Desde aquel día, el verdadero protagonista invisible en Valencia es Pedro Sánchez. El presidente del Gobierno, que presumió de una gestión ejemplar en la catástrofe, brilla por su ausencia en esta tierra levantina. Su visita terminó como terminó y todos recordamos, mientras Mazón, cual estatua de la dignidad, aguantaba el chaparrón junto a los reyes. Desde entonces, Sánchez solo ha pisado la comunidad en un acto bajo techo, escoltado y con el riesgo controlado. ¿Miedo al barro? ¿A las críticas? ¿O simplemente a que le manchen los zapatos de charol?
Mazón, en cambio, se ha convertido en el showman involuntario de la política valenciana. Sus apariciones públicas son un imán para protestas que oscilan entre lo patético (cuatro personas con megáfono) y lo épico (miles exigiendo responsabilidades). Pero él sigue ahí, repartiendo sonrisas tensas y cronologías contradictorias, mientras Sánchez no es que no acuda a Valencia, es que ni habla del tema en Madrid.
La ironía es tan densa como el barro seco de aquellos días: si el Gobierno central lo hizo todo tan bien, ¿por qué su máximo representante evita las calles como un vampiro al sol?
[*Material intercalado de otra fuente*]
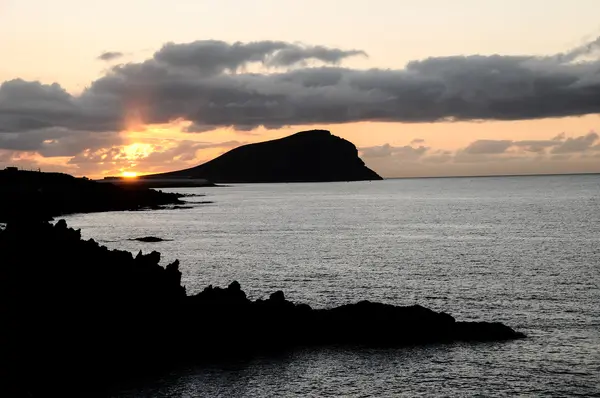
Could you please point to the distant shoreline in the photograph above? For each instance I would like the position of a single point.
(496, 175)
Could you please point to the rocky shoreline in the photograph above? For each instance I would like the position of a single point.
(36, 195)
(77, 314)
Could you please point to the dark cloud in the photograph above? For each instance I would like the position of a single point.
(214, 84)
(558, 145)
(487, 157)
(110, 56)
(577, 144)
(406, 152)
(182, 154)
(212, 57)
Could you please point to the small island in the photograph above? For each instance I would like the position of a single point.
(76, 315)
(308, 156)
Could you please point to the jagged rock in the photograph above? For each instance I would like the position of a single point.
(31, 195)
(72, 307)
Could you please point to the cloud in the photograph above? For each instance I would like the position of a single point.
(486, 147)
(110, 56)
(208, 84)
(577, 144)
(558, 145)
(210, 57)
(213, 84)
(558, 155)
(161, 156)
(406, 152)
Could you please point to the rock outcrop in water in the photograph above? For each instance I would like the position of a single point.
(37, 195)
(74, 313)
(309, 156)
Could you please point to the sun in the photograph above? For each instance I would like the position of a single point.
(129, 174)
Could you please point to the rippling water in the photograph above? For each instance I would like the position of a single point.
(521, 250)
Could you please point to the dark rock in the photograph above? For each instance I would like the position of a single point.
(30, 195)
(150, 239)
(309, 156)
(76, 314)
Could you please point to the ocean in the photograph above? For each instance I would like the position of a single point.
(524, 251)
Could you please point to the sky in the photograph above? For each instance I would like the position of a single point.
(427, 88)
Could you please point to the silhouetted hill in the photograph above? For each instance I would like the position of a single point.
(36, 195)
(309, 156)
(76, 315)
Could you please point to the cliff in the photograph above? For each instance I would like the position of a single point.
(76, 315)
(309, 156)
(37, 195)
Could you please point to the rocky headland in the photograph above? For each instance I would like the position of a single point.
(36, 195)
(308, 156)
(75, 314)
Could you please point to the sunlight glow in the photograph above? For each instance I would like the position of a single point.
(137, 151)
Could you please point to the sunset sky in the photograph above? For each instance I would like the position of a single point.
(423, 88)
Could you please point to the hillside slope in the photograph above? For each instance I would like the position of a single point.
(309, 156)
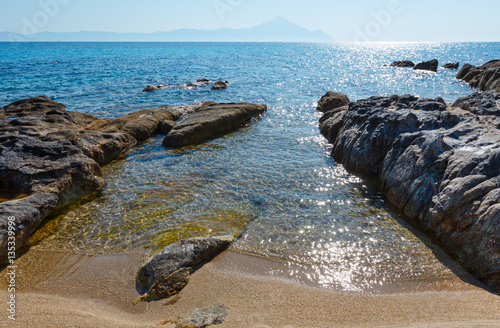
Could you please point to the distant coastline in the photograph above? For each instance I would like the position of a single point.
(277, 30)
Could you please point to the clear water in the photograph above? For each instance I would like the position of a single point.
(272, 182)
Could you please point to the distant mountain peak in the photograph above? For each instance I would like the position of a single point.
(278, 29)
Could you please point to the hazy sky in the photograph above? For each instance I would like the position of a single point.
(372, 20)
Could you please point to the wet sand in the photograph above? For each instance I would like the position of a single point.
(57, 289)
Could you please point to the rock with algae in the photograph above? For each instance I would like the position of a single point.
(167, 272)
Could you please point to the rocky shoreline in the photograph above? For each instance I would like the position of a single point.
(50, 157)
(439, 164)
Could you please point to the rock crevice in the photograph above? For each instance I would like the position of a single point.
(440, 166)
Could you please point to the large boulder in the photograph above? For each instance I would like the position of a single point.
(27, 214)
(430, 65)
(440, 168)
(403, 63)
(50, 157)
(141, 124)
(332, 100)
(211, 121)
(480, 103)
(168, 271)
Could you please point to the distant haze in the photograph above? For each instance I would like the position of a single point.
(277, 30)
(354, 20)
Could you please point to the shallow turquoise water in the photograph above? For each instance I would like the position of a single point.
(272, 181)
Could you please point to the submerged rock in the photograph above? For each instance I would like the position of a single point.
(168, 271)
(28, 214)
(485, 77)
(430, 65)
(332, 100)
(220, 85)
(403, 63)
(451, 65)
(481, 103)
(211, 121)
(441, 168)
(152, 88)
(53, 157)
(199, 83)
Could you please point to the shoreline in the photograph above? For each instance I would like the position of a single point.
(54, 290)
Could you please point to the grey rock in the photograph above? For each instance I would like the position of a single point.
(152, 88)
(29, 213)
(403, 63)
(485, 77)
(481, 103)
(141, 124)
(50, 157)
(220, 85)
(199, 83)
(332, 100)
(451, 65)
(330, 127)
(205, 317)
(101, 147)
(439, 168)
(428, 105)
(430, 65)
(32, 166)
(165, 126)
(188, 253)
(211, 121)
(406, 99)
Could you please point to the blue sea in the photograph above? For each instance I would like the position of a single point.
(273, 182)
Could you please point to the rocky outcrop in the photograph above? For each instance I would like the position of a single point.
(485, 77)
(441, 168)
(485, 103)
(332, 100)
(28, 214)
(205, 317)
(220, 85)
(430, 65)
(168, 271)
(199, 83)
(403, 63)
(451, 65)
(152, 88)
(50, 157)
(210, 121)
(141, 125)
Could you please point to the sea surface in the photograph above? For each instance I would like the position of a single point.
(272, 183)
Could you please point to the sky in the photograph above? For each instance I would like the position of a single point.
(345, 20)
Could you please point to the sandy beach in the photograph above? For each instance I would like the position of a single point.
(70, 290)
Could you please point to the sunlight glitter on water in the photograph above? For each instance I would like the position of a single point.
(272, 182)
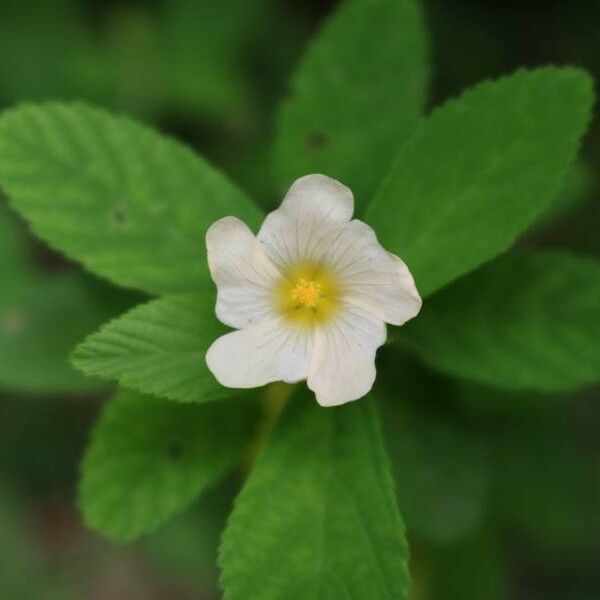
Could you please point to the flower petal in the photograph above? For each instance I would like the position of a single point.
(342, 365)
(314, 207)
(268, 351)
(243, 272)
(372, 277)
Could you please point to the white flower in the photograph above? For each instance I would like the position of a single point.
(310, 295)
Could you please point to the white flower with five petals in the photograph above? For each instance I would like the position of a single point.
(310, 295)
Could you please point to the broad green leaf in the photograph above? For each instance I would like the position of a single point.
(187, 545)
(546, 486)
(43, 316)
(479, 171)
(440, 467)
(577, 190)
(149, 459)
(21, 557)
(14, 260)
(527, 321)
(131, 205)
(317, 517)
(356, 96)
(158, 348)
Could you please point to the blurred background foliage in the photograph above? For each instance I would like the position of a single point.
(500, 491)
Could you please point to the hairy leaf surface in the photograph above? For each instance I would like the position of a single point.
(158, 348)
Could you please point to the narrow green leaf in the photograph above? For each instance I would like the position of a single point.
(158, 348)
(149, 459)
(358, 93)
(317, 517)
(578, 188)
(41, 319)
(473, 569)
(479, 171)
(527, 321)
(131, 205)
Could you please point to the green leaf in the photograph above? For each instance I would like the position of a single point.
(317, 518)
(546, 487)
(351, 108)
(149, 459)
(158, 348)
(527, 321)
(479, 171)
(131, 205)
(43, 316)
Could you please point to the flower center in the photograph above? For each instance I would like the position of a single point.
(308, 293)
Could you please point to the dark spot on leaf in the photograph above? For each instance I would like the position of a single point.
(316, 141)
(12, 321)
(175, 450)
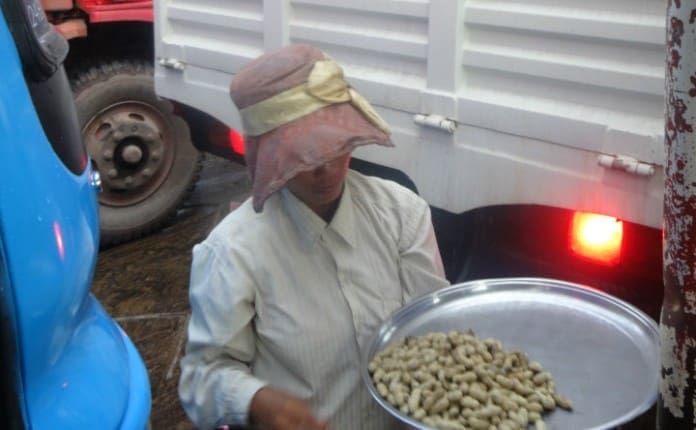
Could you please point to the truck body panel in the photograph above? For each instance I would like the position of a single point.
(537, 92)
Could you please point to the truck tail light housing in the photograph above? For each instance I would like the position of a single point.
(596, 238)
(237, 142)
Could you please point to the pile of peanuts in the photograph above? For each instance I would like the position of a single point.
(456, 381)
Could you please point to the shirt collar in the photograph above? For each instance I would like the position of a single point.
(312, 226)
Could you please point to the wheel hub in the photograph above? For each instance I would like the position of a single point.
(127, 144)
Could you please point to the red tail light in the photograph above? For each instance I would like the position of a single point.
(596, 237)
(237, 142)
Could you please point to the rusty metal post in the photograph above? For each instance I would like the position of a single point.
(677, 401)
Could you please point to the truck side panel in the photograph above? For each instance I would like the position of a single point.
(538, 89)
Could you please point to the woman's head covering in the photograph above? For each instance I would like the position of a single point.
(298, 112)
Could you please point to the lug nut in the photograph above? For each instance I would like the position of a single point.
(132, 154)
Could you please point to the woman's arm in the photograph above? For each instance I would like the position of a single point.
(216, 386)
(420, 266)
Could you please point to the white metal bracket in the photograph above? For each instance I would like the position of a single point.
(627, 164)
(435, 121)
(172, 63)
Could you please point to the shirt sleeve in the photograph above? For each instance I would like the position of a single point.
(216, 385)
(420, 265)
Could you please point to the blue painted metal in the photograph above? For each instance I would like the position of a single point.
(79, 369)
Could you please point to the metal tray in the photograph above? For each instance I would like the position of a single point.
(602, 352)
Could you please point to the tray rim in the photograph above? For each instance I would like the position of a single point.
(578, 290)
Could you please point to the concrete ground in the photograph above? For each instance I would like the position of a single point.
(144, 284)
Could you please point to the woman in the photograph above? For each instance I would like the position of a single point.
(287, 290)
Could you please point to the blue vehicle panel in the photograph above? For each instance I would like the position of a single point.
(75, 367)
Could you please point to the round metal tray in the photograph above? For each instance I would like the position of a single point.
(603, 353)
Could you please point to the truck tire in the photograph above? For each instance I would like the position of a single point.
(142, 150)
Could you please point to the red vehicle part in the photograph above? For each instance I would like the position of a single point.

Sánchez podría argumentar que prefiere no desviar atención de la reconstrucción, pero lo cierto es que su estrategia de invisibilidad ha logrado algo inédito: que a él no lo abucheen… porque simplemente no está.
Mientras Mazón asume el papel de villano local —abucheado, pero presente—, Sánchez escribe desde Madrid un manual sobre cómo evitar pitidos con una fórmula infalible: no aparecer. Eso sí, el presidente socialista debería recordar que, en política, la ausencia prolongada se confunde con el desinterés. O, peor aún, con el miedo.
Y mientras Valencia se reconstruye, una pregunta flota en el aire: ¿por qué no se atreve a pisar Valencia?
Por ahora, sus zapatos relucientes —y su ausencia— dan la respuesta.